No Hotel Reservations on a Friday Night in Istria
Friday, August 13th, 2004: Opatija, Croatia
Primošten to Opatija: 338 kilometres
We are travelling along the Croatian coast line in the area known as Istria. This is a beautiful peninsula that reaches south from the Slovenian and Italian borders into the Adriatic and you can certainly feel the Italian influence here. In fact, since we left Primošten, the Italians have definitely been making their presence known.

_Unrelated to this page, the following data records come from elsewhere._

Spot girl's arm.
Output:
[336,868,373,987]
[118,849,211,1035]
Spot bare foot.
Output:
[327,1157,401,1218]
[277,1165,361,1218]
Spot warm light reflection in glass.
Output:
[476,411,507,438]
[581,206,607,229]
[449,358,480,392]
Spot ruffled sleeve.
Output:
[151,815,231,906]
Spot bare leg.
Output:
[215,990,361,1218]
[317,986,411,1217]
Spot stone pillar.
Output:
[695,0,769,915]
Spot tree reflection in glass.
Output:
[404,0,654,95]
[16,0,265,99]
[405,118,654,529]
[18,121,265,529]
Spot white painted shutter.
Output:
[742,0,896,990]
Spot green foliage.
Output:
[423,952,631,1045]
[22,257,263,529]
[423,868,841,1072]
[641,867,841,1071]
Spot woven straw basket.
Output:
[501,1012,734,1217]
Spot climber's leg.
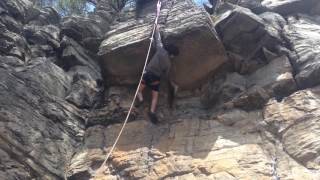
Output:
[138,81,146,102]
[150,90,159,113]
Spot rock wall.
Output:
[0,0,320,180]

We are not covering huge distances but the drive today takes over 5 hours, winding us around rugged coastal roads, up and down through mountain passes and hair-raising turns that remind us of the Coastal Highway 1 in California and also of traversing the Apennines with John’s mom Lois in Italy 3 years ago. We wind our way down into the quaint but definitely tourist-oriented town of Opatija. It has beautiful Italianate red and yellow villas and hotels on the water’s edge. Some are in need of some love and attention but mostly the town has a glossy, picturesque café/beach town ambiance on its surface. In many ways, Opatija reminds us of Santa Margherita Ligure in Italy where we spent a night 4 years ago.

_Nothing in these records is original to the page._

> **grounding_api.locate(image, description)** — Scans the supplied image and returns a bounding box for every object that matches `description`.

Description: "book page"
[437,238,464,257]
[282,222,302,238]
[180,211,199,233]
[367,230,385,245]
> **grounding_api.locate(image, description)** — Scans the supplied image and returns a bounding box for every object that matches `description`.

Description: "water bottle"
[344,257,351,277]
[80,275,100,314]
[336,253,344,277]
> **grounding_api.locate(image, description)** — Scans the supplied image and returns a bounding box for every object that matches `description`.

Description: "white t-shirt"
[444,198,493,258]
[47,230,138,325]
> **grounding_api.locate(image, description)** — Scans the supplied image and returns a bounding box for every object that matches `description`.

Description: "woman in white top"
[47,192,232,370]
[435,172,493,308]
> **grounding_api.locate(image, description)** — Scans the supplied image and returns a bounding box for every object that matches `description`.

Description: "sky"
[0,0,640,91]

We don’t have a hotel reservation and it is Friday evening, the 13th and it is full-on tourist season in a very busy beach town. I am also demanding that any accommodation we find have a TV so that we can watch the opening ceremonies of the Olympics. We try a couple of tourist bureaus and quickly realize that we aren’t going to get a room for less than $150 CDN. We decide on a hotel that the tourist bureau tells us is an historic hotel, newly renovated but still retaining all its original charm and distinction. We bite the bullet and agree to the very promising Hotel Dubrava at $170 CDN per night (no parking!!!). We fortunately find a parking spot very close to the hotel and check in. Our room is not very quaint and certainly doesn’t “retain any of its original charm and distinction” unless the original room was in a 1960’s prison movie. It is very small and full of very utilitarian brown plastic laminated furniture and trim; but it is only for one night. As always, we promise ourselves that we will never again drive into a tourist town with no reservations on a weekend or a major holiday.

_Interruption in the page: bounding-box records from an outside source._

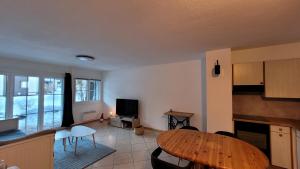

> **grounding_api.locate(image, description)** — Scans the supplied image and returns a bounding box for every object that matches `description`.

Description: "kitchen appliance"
[234,121,271,159]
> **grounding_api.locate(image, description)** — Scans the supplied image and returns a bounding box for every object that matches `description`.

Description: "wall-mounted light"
[214,60,221,76]
[76,55,95,61]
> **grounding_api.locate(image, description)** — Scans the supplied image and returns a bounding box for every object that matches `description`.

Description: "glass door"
[43,78,63,129]
[0,75,6,120]
[13,76,39,133]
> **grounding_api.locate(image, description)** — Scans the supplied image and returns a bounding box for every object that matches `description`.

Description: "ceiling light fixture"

Bloggers Life: Slow Internet
We unearth the internet café and check some email and as always it seems they will not allow us to connect our laptop. It has now been eight or nine days since we updated followsummer.com and when it gets to this point it unusually takes us over an hour to update and upload all the pictures. We will keep trying. We buy the International Herald Tribune, mostly for the news but also for the crossword, pick up some supplies for our evening in front of the TV and are offered yet another example of the lack of restaurant service available in Croatia. The first language spoken here seems to be Italian, followed by Croatian and then – a distant third – German. We are starting to get confused when we say thank you in all three languages: hvala (Croatian), grazie (Italian) and dunke (German). We are tired of the so-called “Croatian Cuisine” of pizza and spaghetti bolognese and fish, and look forward to some wonderful Indian food when we travel to London next week.
Cheering on the Canadians
Settling into our small room with our beers and our TV, we cheer on the Canadians as they enter the Athens Stadium in their flashy Roots uniforms. A huge thunder and lightning storm starts to gather and eventually crashes into Opatija and blows the TV. This happens off and on all night, always at a particularly poignant or interesting moment in the ceremonies.
Unfortunately, we have full power and reception during Bjork’s entire “I-am-mother-earth-enveloping-you” song. What was that all about?!